IN BUENOS AIRES, BIENALSUR INAUGURATES EXHIBITIONS CENTERED ON ABORIGINAL CULTURE
Two new exhibitions were presented last week in the framework of BIENALSUR, the international biennial of contemporary art that is held simultaneously in 124 venues in 50 cities around the world. In this case, the expo’s are held at the Enrique Udaondo Provincial Museum Complex in Luján (Province of Buenos Aires), and are dedicated to the native peoples of the American continent.
Under the curatorial axis named Constelaciones fluidas (Fluid Constellations), the exhibitions feature works by artists from Mexico, Argentina and Italy. On the one hand, “The Eternal Return of the New World” is launched, made up of works by the Mexicans Carlos Colín and Gabriel Garcilazo and the Argentines Mauricio Poblete and the collective El Bondi Colectivo, along with pieces belonging to different native cultures, from the museum's collection. With the curatorship of the Argentines Marina Aguerre, Leandro Martínez Depietri and Florencia Qualina, this proposal reviews the processes of conquest and colonization of the American territory and the forms that they currently adopt.
What mechanisms of domination survive throughout our history?
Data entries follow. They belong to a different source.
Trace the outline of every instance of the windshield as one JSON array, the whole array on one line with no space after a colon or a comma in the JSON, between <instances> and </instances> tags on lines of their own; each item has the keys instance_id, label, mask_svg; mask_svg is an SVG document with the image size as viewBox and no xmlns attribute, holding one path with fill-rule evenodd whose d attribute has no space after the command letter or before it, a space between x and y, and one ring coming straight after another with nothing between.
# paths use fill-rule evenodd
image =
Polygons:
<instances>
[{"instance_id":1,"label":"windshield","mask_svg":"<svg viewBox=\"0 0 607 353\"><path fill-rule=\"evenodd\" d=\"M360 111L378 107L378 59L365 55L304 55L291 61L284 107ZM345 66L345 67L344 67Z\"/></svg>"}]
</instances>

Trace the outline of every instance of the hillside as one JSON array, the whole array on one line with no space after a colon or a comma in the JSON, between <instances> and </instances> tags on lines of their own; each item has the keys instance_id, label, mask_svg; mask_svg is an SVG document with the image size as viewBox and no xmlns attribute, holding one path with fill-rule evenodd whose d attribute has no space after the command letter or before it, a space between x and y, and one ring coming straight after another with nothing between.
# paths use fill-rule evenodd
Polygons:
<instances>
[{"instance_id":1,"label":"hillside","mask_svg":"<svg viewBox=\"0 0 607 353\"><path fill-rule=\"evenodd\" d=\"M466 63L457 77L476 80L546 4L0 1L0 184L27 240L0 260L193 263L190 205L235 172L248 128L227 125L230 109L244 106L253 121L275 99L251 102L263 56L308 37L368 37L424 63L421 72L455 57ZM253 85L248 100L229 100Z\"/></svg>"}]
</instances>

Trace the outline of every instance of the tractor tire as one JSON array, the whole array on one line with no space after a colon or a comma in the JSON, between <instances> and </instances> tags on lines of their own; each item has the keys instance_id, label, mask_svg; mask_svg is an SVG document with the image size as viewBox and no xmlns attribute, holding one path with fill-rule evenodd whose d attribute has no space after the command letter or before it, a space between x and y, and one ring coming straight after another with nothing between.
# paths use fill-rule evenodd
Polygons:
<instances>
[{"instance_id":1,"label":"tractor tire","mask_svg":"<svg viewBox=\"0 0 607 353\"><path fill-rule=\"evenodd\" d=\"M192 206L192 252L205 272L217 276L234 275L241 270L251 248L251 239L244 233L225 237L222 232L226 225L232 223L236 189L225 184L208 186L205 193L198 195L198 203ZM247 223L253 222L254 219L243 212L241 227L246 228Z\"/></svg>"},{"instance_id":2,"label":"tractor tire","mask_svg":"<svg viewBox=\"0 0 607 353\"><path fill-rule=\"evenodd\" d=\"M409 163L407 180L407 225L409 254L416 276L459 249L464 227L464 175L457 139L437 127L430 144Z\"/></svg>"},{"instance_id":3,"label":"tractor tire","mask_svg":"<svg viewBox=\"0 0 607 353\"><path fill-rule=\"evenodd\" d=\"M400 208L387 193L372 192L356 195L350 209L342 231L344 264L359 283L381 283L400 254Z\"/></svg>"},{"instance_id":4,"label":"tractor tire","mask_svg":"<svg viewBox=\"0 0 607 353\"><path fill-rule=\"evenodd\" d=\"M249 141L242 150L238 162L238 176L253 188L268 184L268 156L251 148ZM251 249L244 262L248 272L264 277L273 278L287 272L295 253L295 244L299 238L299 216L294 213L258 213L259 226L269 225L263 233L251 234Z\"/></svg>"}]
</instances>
How to look at this legacy and our heritage to better understand our present? These are some of the questions that resonate in this new curatorial story by BIENALSUR.
“This contemporary interpretation proposed by Colín, Garcilazo, Poblete and El Bondi Colectivo is generated from their critical reflections on pre-Hispanic documents, iconographic traditions and the narrative style of the different Native American peoples. These pieces carry stories of dissidence and resistance from subdued civilizations and racialized bodies. The images are updated, thus enhancing their ability to interrogate the crises of the present in their interweaving with the oppression that founded the New World. From this proposed viewpoint, the heritage of cultures allows for this critical dialogue at the Udaondo. The utensils, tools and crafts, beyond their archaeological value, reveal ways of life that attend to harmony with the environment and the cosmos, the search for everyday beauty and respect for aesthetic traditions as an element of identity. Faced with climate chaos, a consequence of the extractivist realities of capitalism, the harmonious shape of a bowl encloses a worldview that makes our dejected present explode from an active memory in the matter and in the bodies of those who recognize themselves as descendants of the producers of these objects and their struggle”, the curators say.
Besides "The Eternal Return of the New World", "Silver rights", by the Italian Elena Mazzi (in dialogue with the Argentine Eduardo Molinari and the Mapuche Mauro Millán), was also inaugurated. Curated by the Italian Emanuele Guidi and with the support of the Italian Institute of Culture and the Italian Council, this project consists of a large installation with multiple elements, and delves into the ancestral relationship of this original community with its territories in South America, today denied by neocolonial forms of extractivist capitalism.
“For years, Mazzi has investigated environmental areas at risk, using new forms of contextualization of local artisan traditions. Silver Rights is developed from a residency during which Mazzi carried out a series of theoretical-practical laboratories in collaboration with leaders, youth, artisans and activists of the Mapuche community. Mazzi investigates the colonial actions of multinationals, particularly Benetton in the Patagonia region, and their insertion with the cultural, economic and political system of the area. The work functions as a map of community narrative and a symbol of social denunciation that reveals other forms of significance for the mineral (argentum, or silver) that gave this country its name”, Guidi points out.
Both exhibitions are presented at BIENALSUR’s Kilometre 70 and have the support of the Government of the Province of Buenos Aires. They can be visited until April 18th, on Saturdays, Sundays and holidays from 11 a.m. to 6 p.m. without reservation, and Thursdays and Fridays from 9 a.m. to 3 p.m. with prior registration.